Funny how peope walk in and out of our lives so often. Do you ever know who's permanent and who's not? Is anyone? It was on my mind a lot today. I was thinking about all of the people I've met in my life. The majority of which, are not a part of my life now. At first I wasn't sure how I felt about the fact that most people have walked out. The more I thought about it, the more it bothered me. I started to think that there's something wrong with me...then I caught myself. Those negative thoughts sneak in so easily. The people who have, over the years stayed...are some of the best people I have ever known! I want that. I want to surround myself with good people. Real, genuine people! It doesn't matter if there are a million or just an handful. As long as they have something pure to offer. As long as I have something pure they need, I will give it! I love people. I have always been a people person. Meeting new people is a big part of my job. Everyday I go to work, I leaving knowing more names than when I came. In my mind there are givens...people who you just expect to stay, the ones you think will never leave. My givens are mostly gone.... Jess I thought would be with me until we were both old and wrinkled. My parents, they are supposed to raise you, be around your whole life, and mine died before I could even save a memory of them. Losing Jess and my parents was beyond my control. There is a reason for it though.
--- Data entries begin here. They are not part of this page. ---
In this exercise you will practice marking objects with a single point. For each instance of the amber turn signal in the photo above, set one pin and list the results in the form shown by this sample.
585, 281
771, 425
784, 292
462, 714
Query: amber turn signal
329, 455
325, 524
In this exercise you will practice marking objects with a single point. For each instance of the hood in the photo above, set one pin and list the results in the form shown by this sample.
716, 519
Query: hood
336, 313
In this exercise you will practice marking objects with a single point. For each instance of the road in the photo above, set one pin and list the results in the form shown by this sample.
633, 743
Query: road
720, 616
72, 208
I had a dream last night, that I was still in highschool. My parents were there, Jess was there, all of my old friends, I had a huge family. The whole thing is kindof fuzzy, but I remember I was outside. I was running track for gym class and everyone in my circle, both friends and family, were all running with me. I was running with my eyes closed. When I opened them, everyone was gone. I tried to stop running to turn around and find them, but all I could do was turn my head. My body wouldn't stop running. They were gone and I was alone. I tried to yell for them and my voice was silent. The further around the track I got, the less I could remember the faces of all the people who were with me. When I finally got to the end of the dream, the person stopped running and it wasn't me anymore. It didn't look like me. I don't know who it was.
That dream is what triggered my thought pattern today. It's really strange...the message that I'm getting from it. I'm not really sure what to think.